When she herself masturbated she usually tugged at her nipples; the extra sensation was pleasing. She kept raising her hands to her nipples to do it now, but then dropped them, embarrassed. Then she realized how stupid that was. She had already embarrassed herself as much as she could; she might as well enjoy herself, too. Besides . . . she found herself pleased by the sense that she was exposed, known to him, that he was watching her, taking pleasure in her desire. Now he was biting her ear, and that was her gag, and she tried to tell him that, but all that came out of her mouth was a kind of cooing sound, and that sent a line of light straight down from her throat to her cunt, so she cooed louder and the line became brighter and hotter, and she arched her back higher and screamed as she rode a tide of shame and fear onto the hot golden shore of orgasm.

Orgasm. If the pain was like a red ring of iron tightening in her cunt, orgasm was like an explosion of golden light. It was the sun between her legs. It was freedom from every feeling except pleasure. It was pretty good. Pretty good. She wouldn’t mind doing that again.

She rolled over and straddled Morlock. “You’re breaking the rules,” she said, feeling rather drunk. “Is not how you’re supposed to act.”

“Sorry,” he said, smiling, not sorry at all.

Her mouth was all over his face. “Smug son-bitch,” she murmured between kisses. “Two can play game.”

“Eh?” he said wittily, a sound that apparently indicated alarm.

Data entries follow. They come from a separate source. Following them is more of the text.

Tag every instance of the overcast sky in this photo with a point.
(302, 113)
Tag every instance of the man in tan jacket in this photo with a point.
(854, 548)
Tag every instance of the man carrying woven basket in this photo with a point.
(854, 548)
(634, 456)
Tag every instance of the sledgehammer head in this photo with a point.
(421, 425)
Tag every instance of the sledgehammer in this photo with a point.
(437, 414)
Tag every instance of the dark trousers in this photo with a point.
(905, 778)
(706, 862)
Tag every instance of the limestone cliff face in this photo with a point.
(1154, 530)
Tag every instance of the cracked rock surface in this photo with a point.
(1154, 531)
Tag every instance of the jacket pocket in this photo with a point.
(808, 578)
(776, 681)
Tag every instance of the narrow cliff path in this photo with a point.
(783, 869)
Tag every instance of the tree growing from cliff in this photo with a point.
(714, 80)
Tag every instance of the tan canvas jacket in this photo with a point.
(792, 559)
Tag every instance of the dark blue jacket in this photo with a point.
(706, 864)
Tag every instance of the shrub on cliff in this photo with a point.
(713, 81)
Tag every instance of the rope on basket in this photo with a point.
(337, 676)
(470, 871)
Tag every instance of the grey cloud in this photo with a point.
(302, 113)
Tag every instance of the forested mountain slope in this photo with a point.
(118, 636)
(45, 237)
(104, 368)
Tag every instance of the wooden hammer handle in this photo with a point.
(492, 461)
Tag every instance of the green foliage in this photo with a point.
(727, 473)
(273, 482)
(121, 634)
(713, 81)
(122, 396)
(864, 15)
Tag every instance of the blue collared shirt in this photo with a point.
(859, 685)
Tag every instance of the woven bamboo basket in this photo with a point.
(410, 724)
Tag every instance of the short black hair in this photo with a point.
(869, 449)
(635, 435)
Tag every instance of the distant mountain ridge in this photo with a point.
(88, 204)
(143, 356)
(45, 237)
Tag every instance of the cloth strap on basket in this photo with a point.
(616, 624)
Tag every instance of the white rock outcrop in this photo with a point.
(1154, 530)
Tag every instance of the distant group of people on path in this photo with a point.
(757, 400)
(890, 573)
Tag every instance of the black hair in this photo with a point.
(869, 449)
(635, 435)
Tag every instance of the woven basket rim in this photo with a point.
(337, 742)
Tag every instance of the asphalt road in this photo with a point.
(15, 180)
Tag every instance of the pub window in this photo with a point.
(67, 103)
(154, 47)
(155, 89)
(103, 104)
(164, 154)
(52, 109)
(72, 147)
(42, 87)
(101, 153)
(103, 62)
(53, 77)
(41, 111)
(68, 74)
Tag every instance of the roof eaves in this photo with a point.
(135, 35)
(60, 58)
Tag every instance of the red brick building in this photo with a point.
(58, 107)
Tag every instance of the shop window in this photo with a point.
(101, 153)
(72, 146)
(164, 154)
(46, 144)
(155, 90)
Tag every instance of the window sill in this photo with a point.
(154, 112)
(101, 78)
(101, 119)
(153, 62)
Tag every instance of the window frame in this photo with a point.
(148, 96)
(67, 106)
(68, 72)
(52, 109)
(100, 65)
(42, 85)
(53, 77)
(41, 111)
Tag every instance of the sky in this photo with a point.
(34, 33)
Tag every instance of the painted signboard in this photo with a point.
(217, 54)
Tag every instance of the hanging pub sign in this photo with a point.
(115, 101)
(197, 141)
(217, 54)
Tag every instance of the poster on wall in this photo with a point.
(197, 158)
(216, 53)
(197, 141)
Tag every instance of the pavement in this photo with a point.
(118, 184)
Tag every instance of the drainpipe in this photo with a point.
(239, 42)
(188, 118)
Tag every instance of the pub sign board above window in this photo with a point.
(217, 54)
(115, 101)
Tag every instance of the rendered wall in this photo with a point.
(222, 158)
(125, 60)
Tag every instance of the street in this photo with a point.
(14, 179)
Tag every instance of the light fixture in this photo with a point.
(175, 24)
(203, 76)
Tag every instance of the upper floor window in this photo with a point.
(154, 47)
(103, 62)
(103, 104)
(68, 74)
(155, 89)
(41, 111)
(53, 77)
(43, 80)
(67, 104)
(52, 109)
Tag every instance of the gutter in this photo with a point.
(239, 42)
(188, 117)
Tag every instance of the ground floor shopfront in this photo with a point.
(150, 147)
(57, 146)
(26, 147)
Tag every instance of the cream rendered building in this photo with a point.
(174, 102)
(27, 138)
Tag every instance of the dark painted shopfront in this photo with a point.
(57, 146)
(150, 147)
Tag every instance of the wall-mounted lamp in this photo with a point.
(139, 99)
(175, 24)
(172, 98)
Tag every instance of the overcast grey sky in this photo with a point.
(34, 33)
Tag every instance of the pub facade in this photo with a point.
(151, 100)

Now her hands were between his legs, stroking the shaft of his penis. His expression became transfixed, his eyes glazed. He looked a little bit like that when he was in the ecstasy of vision, but this was a very different ecstasy she was subjecting him to. She delighted in the sensation of power it gave her. She scooched down on his body and confronted the ugliness of his penis eye-to-eye, as it were. It was red and taut, like muscles that had been overworked, like flesh that was inflamed with infection. She wondered if it hurt, and if that’s why men were jerks so much of the time, combining their pleasures with pain, their pains with pleasures.

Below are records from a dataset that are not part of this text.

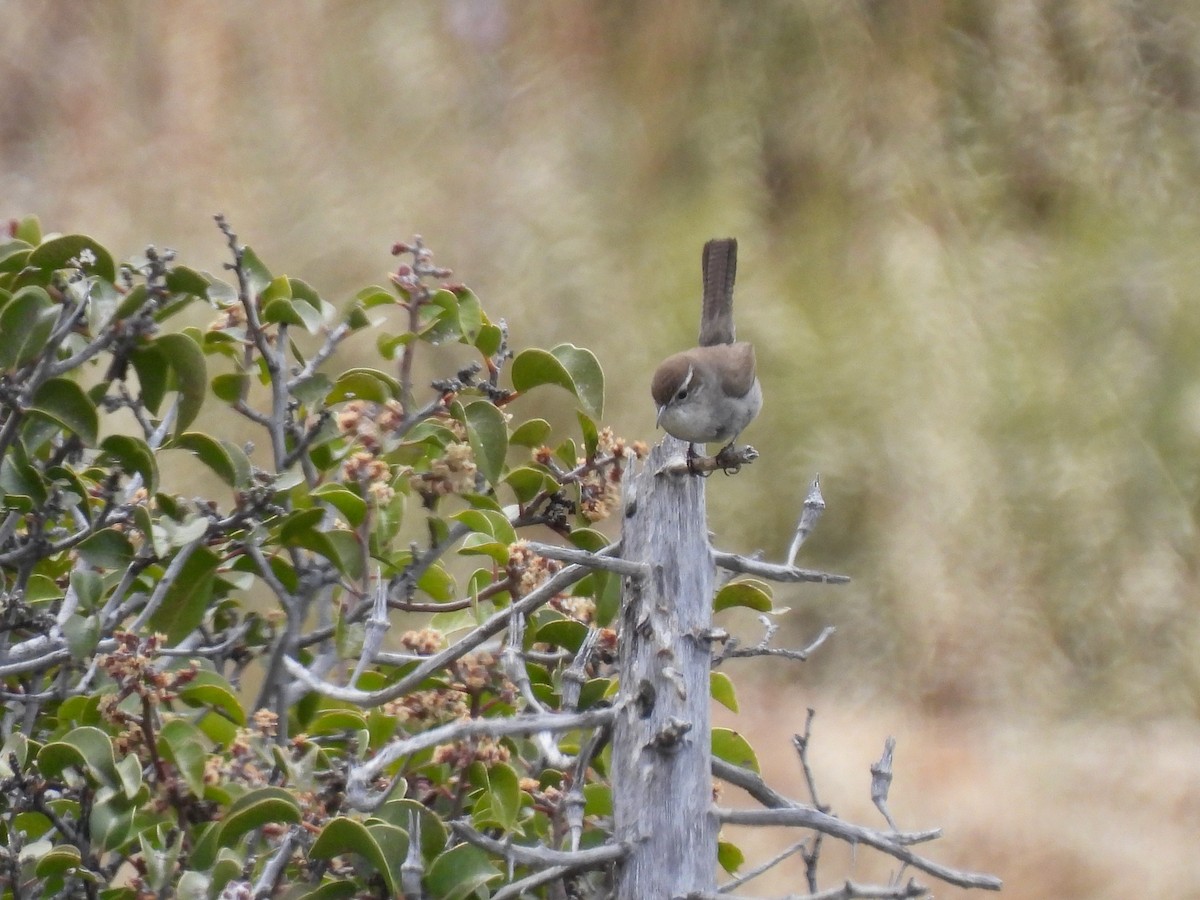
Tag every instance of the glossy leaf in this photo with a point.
(459, 873)
(257, 274)
(586, 373)
(347, 835)
(471, 315)
(534, 367)
(209, 689)
(181, 280)
(69, 251)
(730, 856)
(187, 598)
(227, 460)
(731, 747)
(532, 433)
(229, 387)
(25, 323)
(187, 363)
(87, 749)
(720, 688)
(352, 507)
(263, 807)
(107, 549)
(184, 745)
(133, 456)
(489, 436)
(498, 804)
(364, 384)
(527, 483)
(66, 403)
(29, 229)
(751, 594)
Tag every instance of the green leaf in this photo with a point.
(568, 634)
(227, 460)
(471, 315)
(586, 373)
(532, 433)
(730, 857)
(489, 522)
(58, 253)
(184, 745)
(231, 387)
(263, 807)
(751, 594)
(25, 323)
(13, 256)
(352, 507)
(111, 822)
(489, 436)
(257, 275)
(499, 802)
(333, 721)
(731, 747)
(88, 587)
(345, 835)
(364, 384)
(29, 229)
(82, 635)
(282, 311)
(527, 481)
(133, 456)
(65, 402)
(132, 301)
(107, 549)
(597, 799)
(444, 324)
(459, 873)
(399, 811)
(534, 367)
(154, 371)
(87, 749)
(489, 340)
(186, 359)
(181, 280)
(208, 689)
(720, 688)
(187, 598)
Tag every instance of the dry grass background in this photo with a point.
(969, 238)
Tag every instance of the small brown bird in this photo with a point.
(711, 393)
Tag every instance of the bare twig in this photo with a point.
(360, 777)
(881, 781)
(809, 817)
(774, 571)
(582, 557)
(814, 505)
(539, 856)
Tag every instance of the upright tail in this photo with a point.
(720, 265)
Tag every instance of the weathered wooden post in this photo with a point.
(661, 751)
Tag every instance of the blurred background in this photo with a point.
(969, 237)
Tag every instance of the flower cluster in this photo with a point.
(425, 641)
(527, 569)
(454, 472)
(371, 473)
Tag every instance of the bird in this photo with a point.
(711, 393)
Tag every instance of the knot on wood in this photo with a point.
(670, 737)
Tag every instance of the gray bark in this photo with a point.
(661, 750)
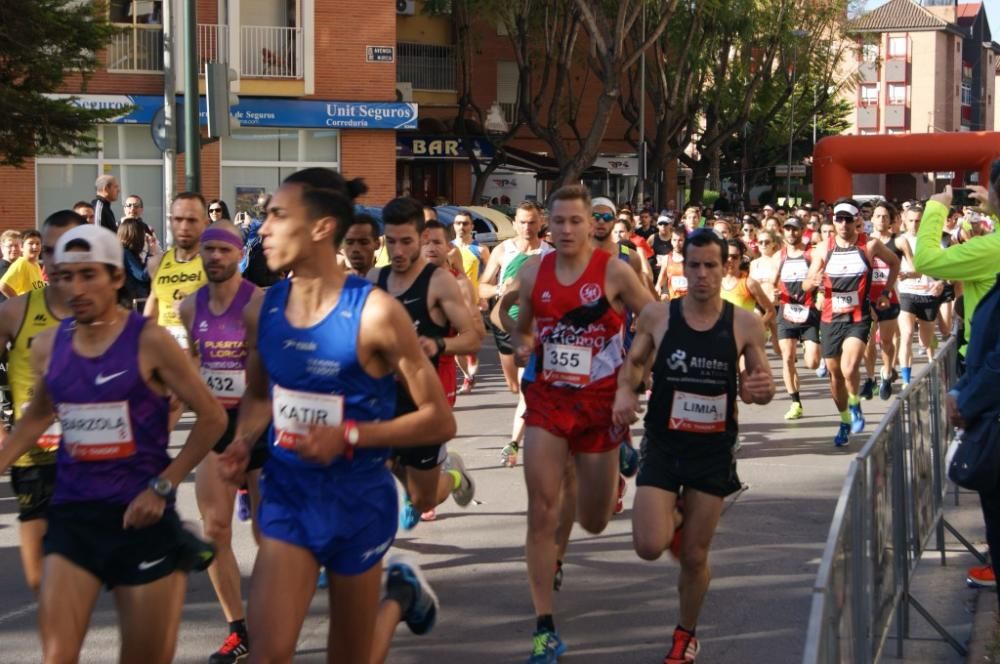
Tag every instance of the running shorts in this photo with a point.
(347, 520)
(924, 307)
(90, 535)
(583, 420)
(714, 474)
(832, 335)
(260, 449)
(33, 486)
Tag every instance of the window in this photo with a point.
(897, 47)
(897, 93)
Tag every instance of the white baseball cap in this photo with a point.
(102, 246)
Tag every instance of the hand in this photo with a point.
(626, 409)
(144, 510)
(233, 461)
(756, 386)
(954, 416)
(945, 197)
(321, 445)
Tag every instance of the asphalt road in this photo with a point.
(613, 607)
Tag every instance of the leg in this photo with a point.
(281, 588)
(701, 517)
(215, 502)
(599, 473)
(652, 521)
(545, 457)
(65, 601)
(149, 616)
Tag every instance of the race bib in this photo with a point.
(795, 313)
(567, 364)
(844, 303)
(294, 412)
(226, 385)
(180, 335)
(696, 413)
(97, 431)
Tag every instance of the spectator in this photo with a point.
(132, 236)
(107, 193)
(24, 274)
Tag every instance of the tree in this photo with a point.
(40, 41)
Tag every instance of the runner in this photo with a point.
(321, 352)
(111, 521)
(213, 318)
(574, 332)
(798, 318)
(696, 345)
(32, 476)
(883, 218)
(474, 260)
(919, 301)
(844, 269)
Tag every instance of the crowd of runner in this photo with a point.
(314, 398)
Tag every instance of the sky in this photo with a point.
(992, 14)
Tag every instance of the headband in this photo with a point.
(221, 235)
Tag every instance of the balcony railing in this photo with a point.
(270, 52)
(137, 47)
(426, 66)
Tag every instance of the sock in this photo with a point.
(239, 626)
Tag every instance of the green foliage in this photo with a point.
(40, 41)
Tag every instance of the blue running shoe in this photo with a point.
(628, 459)
(422, 611)
(546, 646)
(857, 419)
(409, 517)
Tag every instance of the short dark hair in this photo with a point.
(404, 210)
(704, 237)
(325, 193)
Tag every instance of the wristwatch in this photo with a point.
(162, 487)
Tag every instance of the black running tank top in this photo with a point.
(692, 409)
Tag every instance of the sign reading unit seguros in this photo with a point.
(260, 112)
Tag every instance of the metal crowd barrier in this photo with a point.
(890, 508)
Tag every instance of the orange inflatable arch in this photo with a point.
(837, 158)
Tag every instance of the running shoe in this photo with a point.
(508, 455)
(684, 648)
(422, 611)
(622, 490)
(243, 505)
(884, 389)
(868, 389)
(628, 459)
(857, 419)
(234, 649)
(546, 647)
(466, 490)
(981, 577)
(794, 411)
(409, 517)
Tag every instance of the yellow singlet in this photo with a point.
(173, 282)
(37, 318)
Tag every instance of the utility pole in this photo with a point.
(192, 129)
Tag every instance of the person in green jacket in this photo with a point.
(975, 263)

She kissed the red velvety head of his penis with wet lips. He gasped, so she did it again a couple of times, licking it a little as she did so. God, how his crotch stank: of sweat and maleness. It was horrible, but she had a kind of hunger for it. She moved her wet mouth up along the top of his shaft as she trailed her fingers along the more sensitive underside. He groaned or said something in a language she didn’t know and came, hot wet jism spraying on her throat and chest. It should have been one of the most disgusting things that had ever happened to her, and in a way it was. But she was so glad. It was strange. Sex was so strange.

“I’m sorry,” he said, lifting her up. God Avenger, he was strong.

Thank you is the correct expression, if you need to say anything, you savage and uncivilized mushroom.”

“Thank you,” he breathed in her ear, while wiping his ejaculate off her with a corner of his discarded jacket.

They lay for some time in each other’s arms, wordless, basking in the moment, listening. There no longer any signs of battle from below, and the air was darker, much darker. How long had they been at it?

Not long enough, she decided.

“Sweetheart,” she whispered in Morlock’s ear. “Will you bring me off again?”